Numpy dtype to return the signal in (supports signed and unsigned 8/16/32-bit integers, and single and double precision floats, each in little or big endian). If ‘None’, np.int16 is used.

cmd_decode : {‘ffmpeg’, ‘avconv’}, optional

Decoding command (defaults to ffmpeg, alternatively supports avconv).

cmd_probe : {‘ffprobe’, ‘avprobe’}, optional

Probing command (defaults to ffprobe, alternatively supports avprobe).

Returns:
signal : numpy array

Audio samples.

sample_rate : int

Sample rate of the audio samples.

madmom.io.audio.load_wave_file(filename, sample_rate=None, num_channels=None, start=None, stop=None, dtype=None)[source]

Load the audio data from the given file and return it as a numpy array.

Only supports wave files, does not support re-sampling or arbitrary channel number conversions. Reads the data as a memory-mapped file with copy-on-write semantics to defer I/O costs until needed.

Parameters:
filename : str

Name of the file.

sample_rate : int, optional

Desired sample rate of the signal [Hz], or ‘None’ to return the signal in its original rate.

num_channels : int, optional

Reduce or expand the signal to num_channels channels, or ‘None’ to return the signal with its original channels.

start : float, optional

Start position [seconds].

stop : float, optional

Stop position [seconds].

dtype : numpy data type, optional

The data is returned with the given dtype. If ‘None’, it is returned with its original dtype, otherwise the signal gets rescaled. Integer dtypes use the complete value range, float dtypes the range [-1, +1].

Returns:
signal : numpy array

Audio signal.

sample_rate : int

Sample rate of the signal [Hz].

Notes

The start and stop positions are rounded to the closest sample; the sample corresponding to the stop value is not returned, thus consecutive segment starting with the previous stop can be concatenated to obtain the original signal without gaps or overlaps.

madmom.io.audio.write_wave_file(signal, filename, sample_rate=None)[source]

Write the signal to disk as a .wav file.

Parameters:
signal : numpy array or Signal

The signal to be written to file.

filename : str

Name of the file.

sample_rate : int, optional

Sample rate of the signal [Hz].

Returns:
filename : str

Name of the file.

Notes

sample_rate can be ‘None’ if signal is a Signal instance.
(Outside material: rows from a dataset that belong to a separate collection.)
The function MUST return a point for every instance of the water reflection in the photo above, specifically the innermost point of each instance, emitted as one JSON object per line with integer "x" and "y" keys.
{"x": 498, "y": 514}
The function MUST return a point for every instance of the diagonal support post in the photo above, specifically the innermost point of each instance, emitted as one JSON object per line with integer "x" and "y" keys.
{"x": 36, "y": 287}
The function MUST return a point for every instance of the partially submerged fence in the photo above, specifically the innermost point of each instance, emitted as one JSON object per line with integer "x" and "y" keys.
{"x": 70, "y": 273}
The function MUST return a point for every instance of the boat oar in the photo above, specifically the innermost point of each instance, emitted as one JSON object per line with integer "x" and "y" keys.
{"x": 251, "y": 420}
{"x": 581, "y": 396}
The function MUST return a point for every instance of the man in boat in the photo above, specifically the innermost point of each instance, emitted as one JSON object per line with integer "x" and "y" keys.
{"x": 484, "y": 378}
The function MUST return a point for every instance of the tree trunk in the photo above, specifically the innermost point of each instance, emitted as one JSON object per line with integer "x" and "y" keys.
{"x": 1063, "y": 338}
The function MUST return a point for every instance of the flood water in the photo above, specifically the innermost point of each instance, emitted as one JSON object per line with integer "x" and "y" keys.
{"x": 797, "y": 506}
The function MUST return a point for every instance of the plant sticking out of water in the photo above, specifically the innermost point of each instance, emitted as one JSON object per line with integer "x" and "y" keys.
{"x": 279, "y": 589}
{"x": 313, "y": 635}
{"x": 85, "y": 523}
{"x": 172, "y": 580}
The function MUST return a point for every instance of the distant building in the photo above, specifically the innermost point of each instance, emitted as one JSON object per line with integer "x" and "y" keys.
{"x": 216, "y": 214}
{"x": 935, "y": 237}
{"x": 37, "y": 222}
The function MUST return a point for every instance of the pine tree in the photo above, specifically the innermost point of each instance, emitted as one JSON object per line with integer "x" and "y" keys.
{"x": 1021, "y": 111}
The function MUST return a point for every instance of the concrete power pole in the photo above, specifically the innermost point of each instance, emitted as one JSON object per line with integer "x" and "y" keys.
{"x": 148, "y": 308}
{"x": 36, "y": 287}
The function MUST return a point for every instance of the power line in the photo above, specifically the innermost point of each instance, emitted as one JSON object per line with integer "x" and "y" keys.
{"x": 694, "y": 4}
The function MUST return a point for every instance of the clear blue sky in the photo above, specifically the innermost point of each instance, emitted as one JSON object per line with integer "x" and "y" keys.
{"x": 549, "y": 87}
If set, the given sample_rate is used instead of the signal’s sample rate. Must be given if signal is a ndarray.

madmom.io.audio.load_audio_file(filename, sample_rate=None, num_channels=None, start=None, stop=None, dtype=None)[source]

Load the audio data from the given file and return it as a numpy array. This tries load_wave_file() load_ffmpeg_file() (for ffmpeg and avconv).

Parameters:
filename : str or file handle

Name of the file or file handle.

sample_rate : int, optional

Desired sample rate of the signal [Hz], or ‘None’ to return the signal in its original rate.

num_channels: int, optional

Reduce or expand the signal to num_channels channels, or ‘None’ to return the signal with its original channels.

start : float, optional

Start position [seconds].

stop : float, optional

Stop position [seconds].

dtype : numpy data type, optional

The data is returned with the given dtype. If ‘None’, it is returned with its original dtype, otherwise the signal gets rescaled. Integer dtypes use the complete value range, float dtypes the range [-1, +1].

Returns:
signal : numpy array

Audio signal.

sample_rate : int

Sample rate of the signal [Hz].

Notes

For wave files, the start and stop positions are rounded to the closest sample; the sample corresponding to the stop value is not returned, thus consecutive segment starting with the previous stop can be concatenated to obtain the original signal without gaps or overlaps. For all other audio files, this can not be guaranteed.